Ingolstadt
Flamenco für Fans

Der zweite Bühnenabend des Internationalen Tanzfestivals Ingolstadt präsentiert Spanisches

06.10.2014 | Stand 02.12.2020, 22:09 Uhr

Flamenco Puro: Tänzerin Montserrat Suarez mit Partner José Maria Castano (links) und ihren Musikern - Foto: Hauser

Ingolstadt (DK) Flamenco ist Hochleistungssport. Da stampfen Beine und klackern Fersen im Endlos-Staccato-Marathon, da schrammen Gitarristenfinger Akkorde im Akkord und vollführt die Sängerstimme inbrünstige Gewaltakte zwischen Kopf und Brust. Hören und Sehen vergeht dem Zuschauer angesichts dieses multiartistischen Spektakels, dieser traditionellen Kunstform eines Landes – die man womöglich gar nicht recht versteht.

Cantes (Gesang), baile (Tanz), toque (Instrumentalspiel) und palmas (Klatschen) beziehen sich schließlich aufeinander und alles folgt fremden vorgegebenen Metren und Regeln. Wovon der cantaor, der Sänger, klagend schreit, kann man dagegen immerhin beinah erraten: Von Liebe, Leidenschaft, Verlust!

Ein „special for fans“ haben sich die Veranstalter des Internationalen Tanzfestivals Ingolstadt für ihren zweiten Bühnentanzabend in der Kulturhalle neun ausgedacht, einen „Flamenco-Abend“, an dem man tatsächlich ausschließlich – Flamenco sieht. Traditionellen, nationalen Flamenco, den mit den stolzen Männern und den stolzen Frauen.

Zum Glück bricht das Ensemble Catarina Mora als Hauptakt des Abends dieses Rollenverständnis doch ein wenig auf. In der 80-minütigen Produktion „A las 5 de la tarde“ nach einem Gedicht von Garcia Lorca verströmen die schon mal 20-minütigen Männersoli auch einen Hauch Selbstironie, winzige szenische Einsprengsel gibt es dazwischen, und Catarina Mora, weibliche Protagonistin, sinkt auch mal angstvoll in sich zusammen, kauert scheu auf einem Stuhl: Mimik und Individualausdruck dürfen sein in diesem Stück. Grenzerweiterndes „Tanztheater“ wie angekündigt – und wie man es im vergangenen Jahr bei dem geradezu revolutionären Tanzfestival-Auftritt des Flamenco-Duos Marco Vargas und Chloé Brulé erleben durfte – ist es aber leider nicht; zu schwach ist die Erzählregie; sie bleibt nur ein kleiner Rahmen um virtuose Tanzdemonstrationen.

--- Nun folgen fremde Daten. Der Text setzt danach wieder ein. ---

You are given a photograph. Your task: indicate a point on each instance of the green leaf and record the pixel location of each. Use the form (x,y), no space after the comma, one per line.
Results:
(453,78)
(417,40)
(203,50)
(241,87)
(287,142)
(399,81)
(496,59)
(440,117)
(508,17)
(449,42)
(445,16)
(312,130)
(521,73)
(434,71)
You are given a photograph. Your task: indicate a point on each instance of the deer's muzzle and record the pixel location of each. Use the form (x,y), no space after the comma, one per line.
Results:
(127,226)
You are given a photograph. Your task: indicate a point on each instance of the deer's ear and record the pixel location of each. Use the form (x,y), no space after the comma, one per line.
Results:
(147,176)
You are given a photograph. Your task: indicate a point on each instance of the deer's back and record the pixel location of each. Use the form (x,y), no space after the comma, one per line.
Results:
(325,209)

Offenbar bestand das (eher spärliche) Publikum jedoch aus wirklichen Flamenco-Fans und goutierte den Auftritt der aus Stuttgart stammenden Mora und ihres sechsköpfigen Tanz- und Musikerensembles mit schier endlosem Jubel. Beifall zu Recht: Staunen machen vor allem die ungeheuer langen, machistischen Solo-Tanzwettkämpfe (Thema: Die Stunde der Entscheidung, eine Frau zwischen zwei Männern) der Tänzer Angel Munoz und Miguel Angel, deren Beine präzis wie Nähmaschinen rattern zur passgenauen, leidenschaftlichen Musik der Instrumentalisten und Sänger.

Die nimmt auch im ersten Teil des Abends, beim „Flamenco Puro“ und der fünfköpfigen Truppe um Montserrat Suarez eine Führungsrolle ein, nicht zuletzt des lautstark-inbrünstigen cantaors Juan Granados wegen, der temperamentvoll mitmischt im Geschehen. Ohne den Anspruch etwas anderes zu sein als ein traditionelles Flamenco-Ensemble performt man unbefangen und authentisch Lied um Lied, Tanz um Tanz, stampft, klackt mit den Füßen. 868 solcher Flamenco-Tabs in der Minute schafft die Münchnerin Montserrat Suarez, weshalb sie Vizeweltmeisterin beim „Guiness World Record“ geworden ist; aber José Maria Castano, jung, schmal, beweglich, steht ihr in seinen wilden Soli mitnichten nach. Bis auf eine Nummer nämlich tanzt man einzeln, wie es sich im Flamenco so gehört. Und reißt beinah noch mehr als Mora das Publikum zu Jubelstürmen hier.

Und wieder zu Recht: War ja auch gut. Für einen von nur zwei professionellen Bühnentanzabenden des Festivals von Veranstalterseite aber vielleicht doch ein bisschen mutig – und das nicht neuer Tanztendenzen wegen.